On the face of it, the female protagonist/narrator suffers from nothing more serious than a nervous disposition acerbated by recent childbirth. John, her over-solicitous husband will seemingly do anything to help her regain her strength, both physically and emotionally. To this end, the small family rent a colonial mansion in the country.

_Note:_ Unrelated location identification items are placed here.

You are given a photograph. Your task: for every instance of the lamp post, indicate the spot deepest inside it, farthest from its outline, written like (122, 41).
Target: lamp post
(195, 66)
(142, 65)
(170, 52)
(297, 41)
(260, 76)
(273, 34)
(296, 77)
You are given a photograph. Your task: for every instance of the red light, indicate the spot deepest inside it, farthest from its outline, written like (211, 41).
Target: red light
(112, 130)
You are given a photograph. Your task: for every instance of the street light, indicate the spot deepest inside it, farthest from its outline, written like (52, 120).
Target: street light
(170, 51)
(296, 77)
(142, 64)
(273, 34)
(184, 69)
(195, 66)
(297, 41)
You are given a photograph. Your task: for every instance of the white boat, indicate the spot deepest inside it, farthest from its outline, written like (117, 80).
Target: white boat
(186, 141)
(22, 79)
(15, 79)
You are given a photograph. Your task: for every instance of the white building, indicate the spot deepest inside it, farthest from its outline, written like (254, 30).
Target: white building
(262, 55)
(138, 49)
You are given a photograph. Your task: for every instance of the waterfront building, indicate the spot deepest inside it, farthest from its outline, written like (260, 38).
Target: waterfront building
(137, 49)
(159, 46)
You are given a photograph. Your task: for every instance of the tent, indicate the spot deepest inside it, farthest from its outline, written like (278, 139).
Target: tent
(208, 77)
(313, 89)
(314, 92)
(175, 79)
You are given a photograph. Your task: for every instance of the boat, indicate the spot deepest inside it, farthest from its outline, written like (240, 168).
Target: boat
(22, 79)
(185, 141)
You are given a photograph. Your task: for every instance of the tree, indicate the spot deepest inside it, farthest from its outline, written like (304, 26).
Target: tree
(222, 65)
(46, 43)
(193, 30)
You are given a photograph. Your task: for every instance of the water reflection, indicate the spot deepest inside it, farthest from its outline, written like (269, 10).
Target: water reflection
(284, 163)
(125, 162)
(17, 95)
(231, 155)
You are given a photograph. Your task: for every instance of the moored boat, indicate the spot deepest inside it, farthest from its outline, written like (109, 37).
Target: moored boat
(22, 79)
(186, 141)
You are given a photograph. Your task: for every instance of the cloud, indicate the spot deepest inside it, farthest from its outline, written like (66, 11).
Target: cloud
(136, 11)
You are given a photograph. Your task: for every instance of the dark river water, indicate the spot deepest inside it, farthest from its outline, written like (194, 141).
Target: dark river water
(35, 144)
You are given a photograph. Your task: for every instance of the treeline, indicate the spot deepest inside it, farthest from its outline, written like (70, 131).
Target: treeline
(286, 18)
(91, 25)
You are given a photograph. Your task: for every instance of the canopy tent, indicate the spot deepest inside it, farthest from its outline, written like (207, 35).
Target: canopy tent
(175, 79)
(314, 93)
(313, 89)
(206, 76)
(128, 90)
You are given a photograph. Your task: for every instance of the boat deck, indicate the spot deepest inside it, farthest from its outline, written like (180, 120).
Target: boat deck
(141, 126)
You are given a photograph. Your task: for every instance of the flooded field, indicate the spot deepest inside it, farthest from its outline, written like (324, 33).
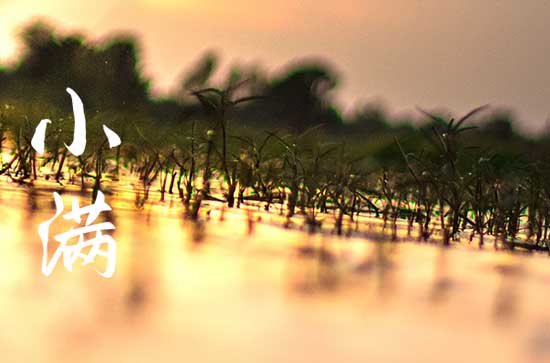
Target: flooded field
(227, 290)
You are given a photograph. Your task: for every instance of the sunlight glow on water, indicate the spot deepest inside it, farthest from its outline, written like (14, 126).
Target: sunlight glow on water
(215, 293)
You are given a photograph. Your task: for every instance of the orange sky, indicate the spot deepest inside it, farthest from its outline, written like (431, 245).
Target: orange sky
(454, 53)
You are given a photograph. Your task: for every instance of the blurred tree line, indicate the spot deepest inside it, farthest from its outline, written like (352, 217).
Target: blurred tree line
(109, 78)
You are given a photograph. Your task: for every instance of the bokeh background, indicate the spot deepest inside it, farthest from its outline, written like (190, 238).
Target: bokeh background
(454, 55)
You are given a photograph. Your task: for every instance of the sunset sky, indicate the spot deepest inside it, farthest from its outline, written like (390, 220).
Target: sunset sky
(456, 54)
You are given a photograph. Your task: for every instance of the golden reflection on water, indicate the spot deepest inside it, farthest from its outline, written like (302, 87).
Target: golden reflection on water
(238, 287)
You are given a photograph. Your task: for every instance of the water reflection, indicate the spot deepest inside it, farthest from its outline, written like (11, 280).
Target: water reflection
(248, 291)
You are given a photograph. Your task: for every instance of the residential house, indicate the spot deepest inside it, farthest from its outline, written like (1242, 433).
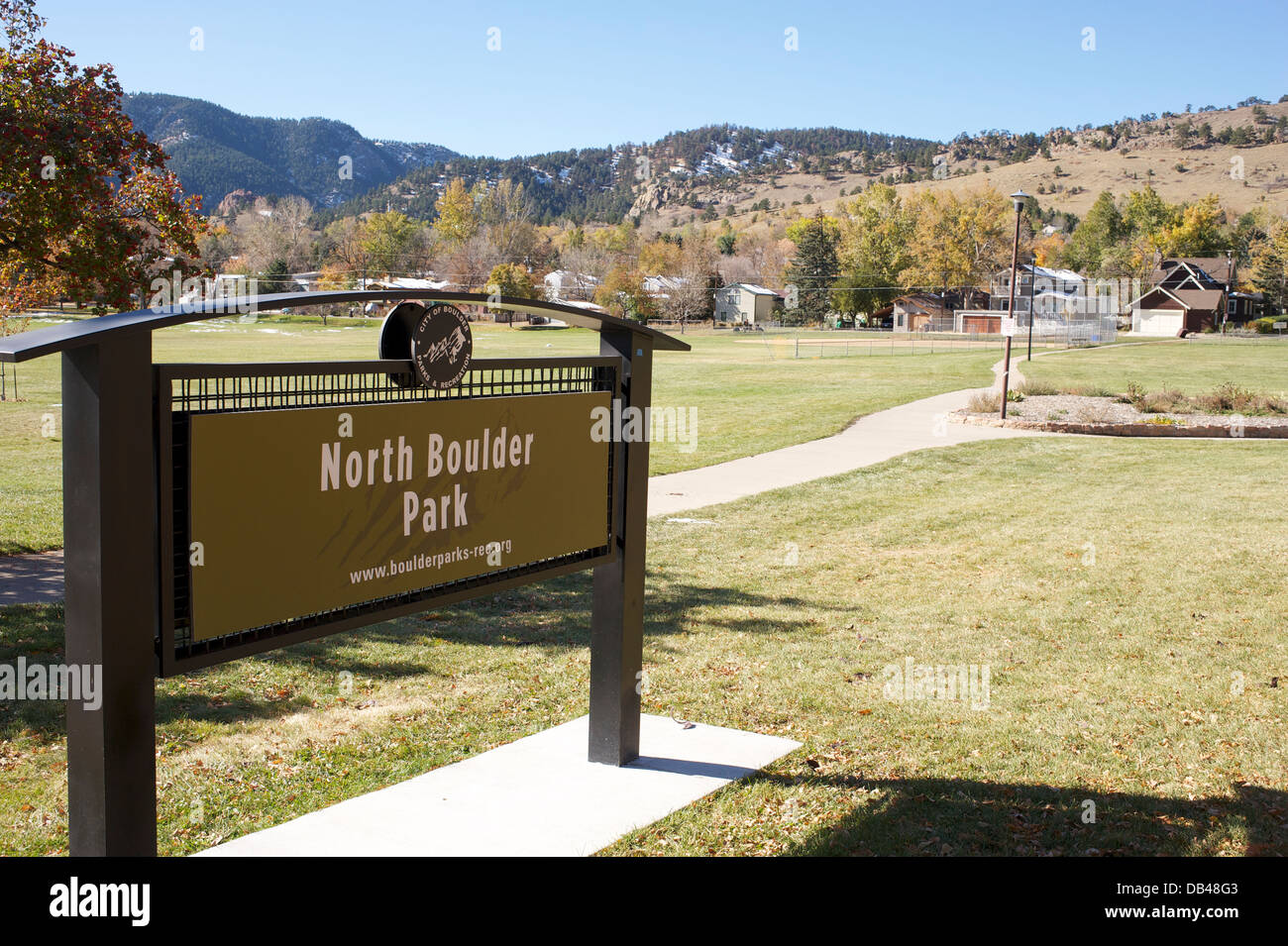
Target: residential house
(1172, 313)
(918, 312)
(565, 284)
(1050, 292)
(1210, 273)
(746, 302)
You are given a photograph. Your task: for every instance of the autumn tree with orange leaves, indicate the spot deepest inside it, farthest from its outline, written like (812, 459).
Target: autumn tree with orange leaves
(88, 210)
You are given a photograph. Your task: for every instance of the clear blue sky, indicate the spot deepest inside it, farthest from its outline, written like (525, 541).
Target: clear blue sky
(572, 75)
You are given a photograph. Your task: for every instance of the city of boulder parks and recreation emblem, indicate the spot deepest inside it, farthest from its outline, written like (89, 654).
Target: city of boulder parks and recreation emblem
(441, 347)
(436, 338)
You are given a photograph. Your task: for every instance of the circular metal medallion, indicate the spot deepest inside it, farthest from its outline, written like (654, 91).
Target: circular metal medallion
(395, 339)
(441, 347)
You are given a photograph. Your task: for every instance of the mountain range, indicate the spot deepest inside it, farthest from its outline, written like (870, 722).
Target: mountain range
(733, 171)
(215, 151)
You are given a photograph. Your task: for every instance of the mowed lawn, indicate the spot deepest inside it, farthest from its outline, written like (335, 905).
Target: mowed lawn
(1192, 367)
(1132, 635)
(746, 400)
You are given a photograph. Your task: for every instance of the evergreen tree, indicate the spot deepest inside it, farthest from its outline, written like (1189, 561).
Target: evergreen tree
(812, 269)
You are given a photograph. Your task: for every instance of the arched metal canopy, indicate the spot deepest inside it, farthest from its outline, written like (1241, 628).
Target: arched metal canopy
(47, 341)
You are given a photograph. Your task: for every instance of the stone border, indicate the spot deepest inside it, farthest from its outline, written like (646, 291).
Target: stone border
(1209, 430)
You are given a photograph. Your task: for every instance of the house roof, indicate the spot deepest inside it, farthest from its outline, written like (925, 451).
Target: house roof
(751, 287)
(1201, 269)
(926, 301)
(1199, 300)
(1203, 300)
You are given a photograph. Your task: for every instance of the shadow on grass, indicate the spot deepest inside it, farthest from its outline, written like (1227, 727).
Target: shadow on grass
(956, 817)
(553, 614)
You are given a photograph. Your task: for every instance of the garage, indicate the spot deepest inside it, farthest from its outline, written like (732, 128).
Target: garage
(1163, 322)
(1171, 313)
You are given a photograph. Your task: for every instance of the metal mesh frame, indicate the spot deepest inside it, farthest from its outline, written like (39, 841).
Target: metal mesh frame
(184, 390)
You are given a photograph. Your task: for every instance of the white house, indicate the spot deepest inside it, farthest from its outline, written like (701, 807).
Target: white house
(745, 302)
(563, 284)
(1052, 291)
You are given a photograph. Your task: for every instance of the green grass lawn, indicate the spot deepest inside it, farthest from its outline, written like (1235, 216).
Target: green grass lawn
(1133, 637)
(746, 400)
(1193, 367)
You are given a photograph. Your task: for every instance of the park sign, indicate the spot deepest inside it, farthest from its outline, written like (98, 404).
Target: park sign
(213, 511)
(374, 501)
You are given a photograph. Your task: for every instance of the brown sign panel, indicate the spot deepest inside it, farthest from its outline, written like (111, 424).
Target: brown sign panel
(295, 512)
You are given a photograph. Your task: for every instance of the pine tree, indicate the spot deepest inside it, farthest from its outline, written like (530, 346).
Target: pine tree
(812, 269)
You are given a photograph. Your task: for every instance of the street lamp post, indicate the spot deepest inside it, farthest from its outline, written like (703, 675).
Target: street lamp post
(1019, 197)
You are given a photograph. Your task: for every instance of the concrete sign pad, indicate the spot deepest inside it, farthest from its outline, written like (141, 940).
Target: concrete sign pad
(535, 796)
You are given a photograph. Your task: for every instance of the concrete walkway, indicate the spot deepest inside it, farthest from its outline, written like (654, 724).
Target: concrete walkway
(872, 439)
(29, 579)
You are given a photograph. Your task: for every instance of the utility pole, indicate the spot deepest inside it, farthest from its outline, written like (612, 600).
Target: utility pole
(1019, 197)
(1033, 279)
(1229, 280)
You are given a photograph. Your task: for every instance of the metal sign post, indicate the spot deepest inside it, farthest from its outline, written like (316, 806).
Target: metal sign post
(130, 429)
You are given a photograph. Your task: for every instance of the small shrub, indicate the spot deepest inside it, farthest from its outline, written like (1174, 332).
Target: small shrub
(1164, 403)
(1037, 389)
(1133, 395)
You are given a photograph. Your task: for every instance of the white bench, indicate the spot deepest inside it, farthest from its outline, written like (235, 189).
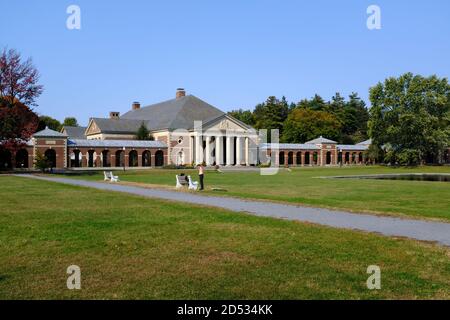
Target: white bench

The narrator soon discovers there’s something decidedly not right about the house. Her concerns are pooh-poohed by her husband in a way that is equally unsettling. Although she would prefer the downstairs bedroom papered in beautiful red roses, he insists they take the larger old nursery upstairs, which was once covered in a hideous yellow paper. Gilman’s descriptions of the wallpaper become more ghastly as the story moves along:


“The color is repellant, almost revolting; a smoldering, unclean yellow, strangely faded by the slow-turning sunlight. … It is a dull yet lurid orange in some places, a sickly sulphur tint in others.”


And, “There is a recurrent spot where the pattern lolls like a broken neck and two bulbous eyes stare at you upside-down.”


Because the narrator is discouraged from doing anything beyond resting, she studies the wallpaper. Bit by bit it takes her on a journey that is both horrific and life-altering. All the while, her husband insists that she is getting stronger and on her way to recovery, leaving the reader to wonder if he is the author of her illness or she was crazy all along.


Talk about a wild ride.


Charlotte Perkins (1860-1935) wrote “The Yellow Wallpaper” after a personal bout of postpartum psychosis. An early feminist, many of her works focus on the unbalanced division of labor between the sexes. The story was made into a film in 2011 by the same name. It can be read in full at Project Gutenberg, an online library of more than 75,000 free eBooks.